OLS with Fixed vs Random \(X\): What Actually Changes?

Background

In regression courses, you will eventually hear the phrase: “OLS works whether \(X\) is fixed or random.” That statement is correct, but dangerously compressed.

The distinction between fixed and random regressors is not about how you compute \(\hat\beta\). The algebra is identical. The difference is in what is random, what we condition on, and how we interpret sampling statements.

The goal of this note is to make that distinction precise, and to clarify what does—and does not—depend on treating \(X\) as fixed.

Notation

Consider the well-known linear model

\[Y = X\beta + \varepsilon,\]

where:

• \(Y \in \mathbb{R}^n\),
• \(X \in \mathbb{R}^{n \times p}\) with full column rank,
• \(\beta \in \mathbb{R}^p\),
• \(\varepsilon \in \mathbb{R}^n\) with \(\mathbb{E}[\varepsilon \mid X] = 0\) and \(\operatorname{Var}(\varepsilon \mid X) = \sigma^2 I\).

The standard OLS estimator is

\[\hat\beta = (X^\top X)^{-1} X^\top Y.\]

The key question is: are we conditioning on \(X\), or is \(X\) itself a random object in the data-generating process?

A Closer Look

Let’s take a closer look at the two cases.

Fixed \(X\): Classical Linear Model

In the classical setup, \(X\) is treated as fixed (non-stochastic). Then, all randomness comes from the error term \(\varepsilon\).

Conditional on \(X\),

\[\mathbb{E}[\hat\beta \mid X] = \beta,\] \[\operatorname{Var}(\hat\beta \mid X) = \sigma^2 (X^\top X)^{-1}.\]

Inference is therefore conditional inference. Confidence intervals and \(t\)-tests are statements about the distribution of \(\hat\beta\) given this specific design matrix, \(X\).

This framework is natural in designed experiments, where \(X\) is literally chosen by the researcher.

Random \(X\): Econometric View

In most observational settings, \(X\) is random. We observe i.i.d. draws \((X_i, Y_i)\) from an unknown joint distribution, \(F_{X,Y}\). Under standard regularity conditions, the same OLS estimator, \(\hat\beta\), satisfies

\[\hat\beta \;\xrightarrow{p}\; \beta \quad \text{if} \quad \mathbb{E}[X_i \varepsilon_i] = 0.\]

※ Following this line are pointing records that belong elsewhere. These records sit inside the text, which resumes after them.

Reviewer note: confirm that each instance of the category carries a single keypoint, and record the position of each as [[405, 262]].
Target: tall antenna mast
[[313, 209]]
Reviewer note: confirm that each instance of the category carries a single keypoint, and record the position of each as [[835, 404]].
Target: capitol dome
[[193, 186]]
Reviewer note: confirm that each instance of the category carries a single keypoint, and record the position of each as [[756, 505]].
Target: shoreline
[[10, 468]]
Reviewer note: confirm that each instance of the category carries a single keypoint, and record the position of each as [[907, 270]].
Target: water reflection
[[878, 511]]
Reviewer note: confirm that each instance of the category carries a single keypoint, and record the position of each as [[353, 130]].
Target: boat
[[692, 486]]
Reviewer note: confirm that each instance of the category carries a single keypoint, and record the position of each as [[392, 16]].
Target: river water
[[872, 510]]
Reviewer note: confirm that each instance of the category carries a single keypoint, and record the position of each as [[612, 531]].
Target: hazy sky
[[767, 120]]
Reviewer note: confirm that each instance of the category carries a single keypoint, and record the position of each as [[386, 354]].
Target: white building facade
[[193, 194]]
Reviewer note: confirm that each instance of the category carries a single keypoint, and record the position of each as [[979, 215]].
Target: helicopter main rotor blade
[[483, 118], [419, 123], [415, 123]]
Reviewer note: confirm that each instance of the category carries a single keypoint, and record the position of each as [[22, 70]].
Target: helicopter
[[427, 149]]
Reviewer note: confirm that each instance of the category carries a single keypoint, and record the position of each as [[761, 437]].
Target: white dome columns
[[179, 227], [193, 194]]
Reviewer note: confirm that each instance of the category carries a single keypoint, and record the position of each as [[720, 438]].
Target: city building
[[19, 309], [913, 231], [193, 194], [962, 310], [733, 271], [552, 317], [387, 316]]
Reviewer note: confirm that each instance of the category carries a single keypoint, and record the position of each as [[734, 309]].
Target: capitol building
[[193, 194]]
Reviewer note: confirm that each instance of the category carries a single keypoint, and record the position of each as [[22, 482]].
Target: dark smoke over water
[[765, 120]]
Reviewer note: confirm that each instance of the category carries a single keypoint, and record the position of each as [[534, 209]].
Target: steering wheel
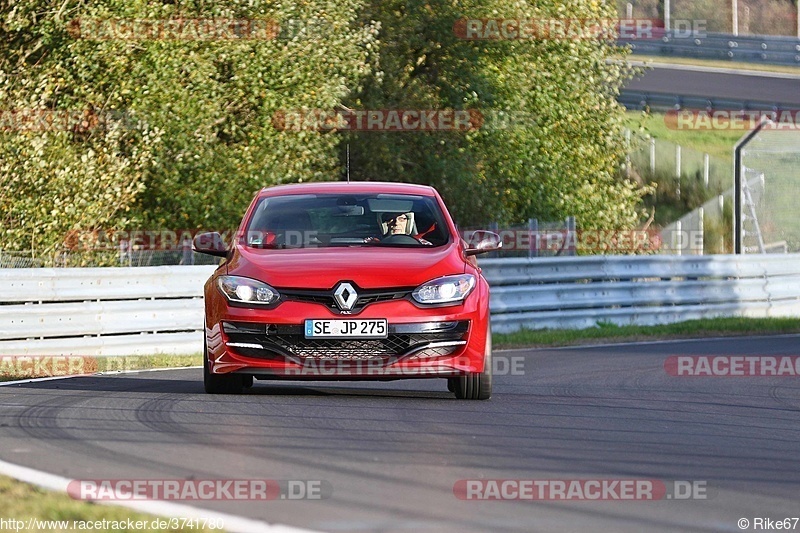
[[399, 238]]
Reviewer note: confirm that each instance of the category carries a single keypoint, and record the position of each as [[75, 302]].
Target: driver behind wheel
[[397, 223], [400, 224]]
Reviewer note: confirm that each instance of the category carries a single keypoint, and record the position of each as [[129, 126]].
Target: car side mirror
[[481, 242], [210, 243]]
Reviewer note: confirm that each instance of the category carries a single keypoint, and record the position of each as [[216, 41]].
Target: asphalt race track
[[782, 89], [392, 452]]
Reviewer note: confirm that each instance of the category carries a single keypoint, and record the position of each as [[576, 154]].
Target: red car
[[348, 281]]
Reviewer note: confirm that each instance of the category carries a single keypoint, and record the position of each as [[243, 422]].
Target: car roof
[[358, 187]]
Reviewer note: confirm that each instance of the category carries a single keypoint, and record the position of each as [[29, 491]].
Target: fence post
[[722, 218], [701, 214], [652, 155], [628, 152], [533, 229], [493, 227], [571, 236], [678, 169]]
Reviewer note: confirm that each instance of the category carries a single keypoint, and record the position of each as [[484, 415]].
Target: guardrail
[[579, 292], [131, 311], [102, 311], [664, 102], [777, 50]]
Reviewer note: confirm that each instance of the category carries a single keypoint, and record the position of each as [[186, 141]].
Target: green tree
[[191, 136], [563, 160]]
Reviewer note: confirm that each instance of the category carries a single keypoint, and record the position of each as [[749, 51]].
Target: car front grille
[[365, 297], [270, 341]]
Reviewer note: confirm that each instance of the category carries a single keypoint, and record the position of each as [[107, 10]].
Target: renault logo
[[345, 296]]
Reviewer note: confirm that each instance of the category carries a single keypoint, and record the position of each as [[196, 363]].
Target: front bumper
[[443, 342]]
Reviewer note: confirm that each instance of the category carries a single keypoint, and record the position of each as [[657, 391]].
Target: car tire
[[220, 384], [476, 385]]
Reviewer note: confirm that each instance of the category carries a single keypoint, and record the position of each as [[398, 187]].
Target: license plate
[[347, 329]]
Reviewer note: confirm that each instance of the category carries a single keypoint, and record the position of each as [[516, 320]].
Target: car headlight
[[449, 289], [246, 290]]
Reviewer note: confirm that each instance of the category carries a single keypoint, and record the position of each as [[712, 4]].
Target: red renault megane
[[348, 281]]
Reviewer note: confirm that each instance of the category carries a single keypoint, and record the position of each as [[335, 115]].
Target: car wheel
[[220, 384], [476, 385]]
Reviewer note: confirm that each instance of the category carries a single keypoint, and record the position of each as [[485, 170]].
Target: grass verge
[[716, 63], [14, 367], [39, 510], [691, 329], [716, 143]]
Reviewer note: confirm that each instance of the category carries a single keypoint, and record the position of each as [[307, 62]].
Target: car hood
[[367, 267]]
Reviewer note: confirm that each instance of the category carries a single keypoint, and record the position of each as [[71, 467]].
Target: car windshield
[[324, 220]]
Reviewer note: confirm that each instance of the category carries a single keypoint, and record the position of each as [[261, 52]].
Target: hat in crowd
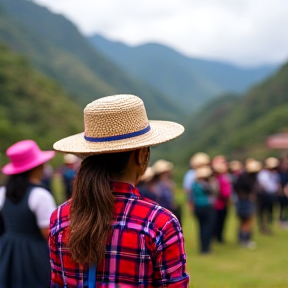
[[199, 159], [271, 163], [203, 172], [117, 123], [253, 166], [219, 159], [235, 165], [162, 166], [220, 167], [148, 175], [24, 156], [70, 158]]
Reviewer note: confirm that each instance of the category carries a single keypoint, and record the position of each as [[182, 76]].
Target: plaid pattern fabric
[[146, 248]]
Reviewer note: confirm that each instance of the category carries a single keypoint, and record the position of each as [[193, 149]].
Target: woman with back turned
[[107, 235]]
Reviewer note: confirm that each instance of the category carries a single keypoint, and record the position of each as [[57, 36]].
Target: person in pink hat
[[26, 208]]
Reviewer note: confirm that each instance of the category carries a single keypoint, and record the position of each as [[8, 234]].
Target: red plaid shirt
[[146, 248]]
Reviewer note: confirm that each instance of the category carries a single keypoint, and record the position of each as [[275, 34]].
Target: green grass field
[[230, 266]]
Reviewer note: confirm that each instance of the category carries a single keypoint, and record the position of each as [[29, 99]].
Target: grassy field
[[230, 266]]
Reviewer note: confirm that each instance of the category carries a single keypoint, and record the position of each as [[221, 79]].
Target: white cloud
[[246, 32]]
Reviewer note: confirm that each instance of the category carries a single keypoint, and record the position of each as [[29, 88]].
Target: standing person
[[220, 168], [203, 197], [235, 170], [68, 172], [198, 160], [107, 233], [165, 187], [146, 184], [269, 182], [282, 198], [26, 208], [246, 187]]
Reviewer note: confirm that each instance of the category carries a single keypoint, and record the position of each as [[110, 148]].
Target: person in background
[[47, 176], [235, 170], [146, 184], [220, 168], [246, 187], [1, 224], [26, 208], [269, 181], [282, 198], [107, 233], [164, 186], [68, 172], [198, 160], [203, 197]]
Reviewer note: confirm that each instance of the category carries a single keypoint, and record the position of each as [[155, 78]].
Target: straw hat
[[70, 158], [162, 166], [253, 166], [235, 165], [220, 167], [148, 175], [199, 159], [115, 124], [271, 163], [24, 156], [203, 172]]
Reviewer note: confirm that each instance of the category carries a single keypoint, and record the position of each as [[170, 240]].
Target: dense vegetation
[[238, 127], [32, 106], [55, 47]]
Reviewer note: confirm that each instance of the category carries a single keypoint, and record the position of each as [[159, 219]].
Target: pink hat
[[25, 155]]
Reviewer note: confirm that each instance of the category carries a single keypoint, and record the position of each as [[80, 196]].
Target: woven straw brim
[[161, 131]]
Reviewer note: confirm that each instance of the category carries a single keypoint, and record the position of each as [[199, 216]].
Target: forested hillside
[[238, 126], [32, 106], [193, 81], [55, 47]]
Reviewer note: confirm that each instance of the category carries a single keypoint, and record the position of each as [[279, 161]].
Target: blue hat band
[[118, 137]]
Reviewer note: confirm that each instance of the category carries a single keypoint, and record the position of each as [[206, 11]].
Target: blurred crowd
[[254, 188], [212, 186]]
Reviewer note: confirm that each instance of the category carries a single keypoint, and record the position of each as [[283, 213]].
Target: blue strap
[[118, 137], [92, 276]]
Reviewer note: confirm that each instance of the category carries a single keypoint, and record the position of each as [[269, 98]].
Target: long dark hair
[[16, 186], [92, 206]]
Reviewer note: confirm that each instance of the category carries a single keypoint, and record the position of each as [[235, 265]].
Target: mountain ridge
[[194, 81]]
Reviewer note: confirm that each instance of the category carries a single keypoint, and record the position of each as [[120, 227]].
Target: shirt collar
[[124, 188]]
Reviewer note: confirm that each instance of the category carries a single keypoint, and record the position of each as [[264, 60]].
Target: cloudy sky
[[244, 32]]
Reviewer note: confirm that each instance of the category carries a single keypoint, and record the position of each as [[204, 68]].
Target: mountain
[[238, 126], [55, 47], [33, 106], [191, 81]]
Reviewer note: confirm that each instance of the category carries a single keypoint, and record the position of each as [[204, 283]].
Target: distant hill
[[33, 106], [191, 81], [54, 46], [238, 126]]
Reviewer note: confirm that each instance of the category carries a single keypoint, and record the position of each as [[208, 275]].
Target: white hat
[[70, 158], [235, 165], [117, 123], [198, 159], [148, 175]]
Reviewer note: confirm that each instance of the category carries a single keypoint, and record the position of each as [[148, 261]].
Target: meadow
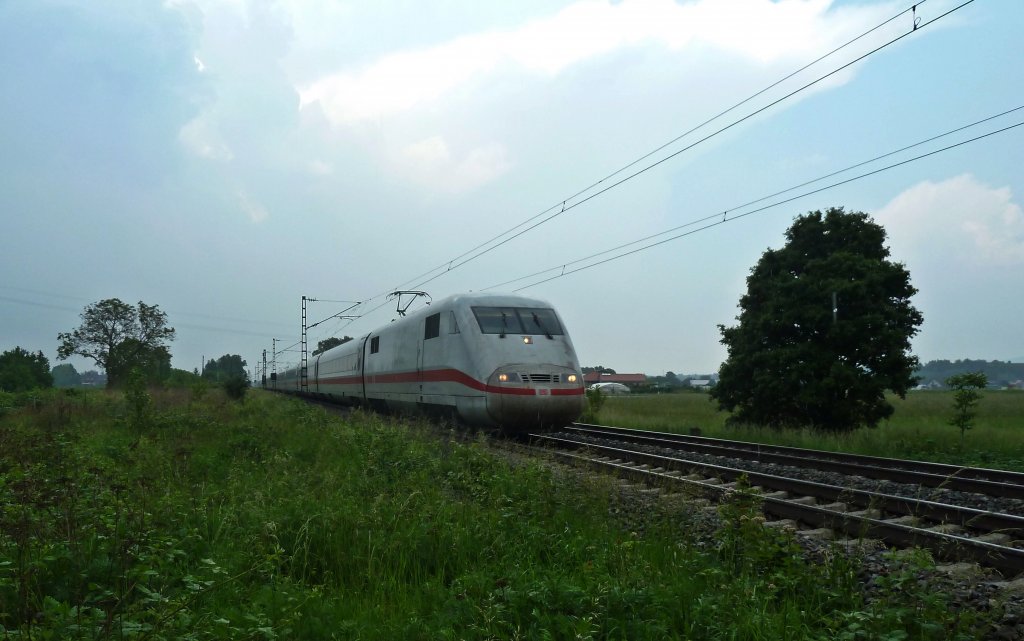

The asymptotic variance becomes

\[ \operatorname{Avar}(\hat\beta)=\left( \mathbb{E}[X_i X_i^\top] \right)^{-1}\mathbb{E}[X_i X_i^\top \varepsilon_i^2]\left( \mathbb{E}[X_i X_i^\top] \right)^{-1}.\]

Under homoskedasticity, this simplifies to

\[\sigma^2 \left( \mathbb{E}[X_i X_i^\top] \right)^{-1}.\]

The algebra mirrors the fixed-\(X\) case, but the interpretation changes: we are no longer conditioning on a specific realization of \(X\); we are averaging over its distribution.

What Actually Changes?

Three things matter.

First, the object of inference. With fixed \(X\), inference is conditional on the design. With random \(X\), inference is about repeated sampling of \(F_{X,Y}\).

Second, exogeneity assumptions. In the fixed-\(X\) model, we require \(\mathbb{E}[\varepsilon \mid X] = 0\). In the random-\(X\) case, we need the same condition, but it now constrains the joint distribution: it says that once we know the regressors, there is no systematic remaining signal in the error term. Violations become statements about endogeneity, meaning \(X\) is statistically related to omitted factors inside \(\varepsilon\).

Third, robustness. Heteroskedasticity-robust standard errors are naturally derived in the random-\(X\) framework, where the conditional variance may depend on \(X_i\). In other words, different parts of the regressor distribution can come with different noise levels, so inference has to account for that variation rather than rely on a single common variance.

What does not change is the formula for \(\hat\beta\). Nor does unbiasedness depend on \(X\) being fixed; it depends on the conditional mean-zero assumption.

Bottom Line

• The OLS estimator is algebraically identical whether \(X\) is fixed or random.
• Fixed-\(X\) inference is conditional; random-\(X\) inference averages over the joint distribution.
• Consistency hinges on \(\mathbb{E}[X_i \varepsilon_i] = 0\), not on whether \(X\) is stochastic.
• Robust variance formulas arise naturally once \(X\) is treated as random.

Where to Learn More

For a classical treatment, see Greene’s Econometric Analysis, which clearly distinguishes fixed and stochastic regressors. Wooldridge’s Econometric Analysis of Cross Section and Panel Data provides a modern random-\(X\) perspective with emphasis on exogeneity conditions and robust inference.

References

Greene, W. H. (2018). Econometric Analysis.

Wooldridge, J. M. (2010). Econometric Analysis of Cross Section and Panel Data.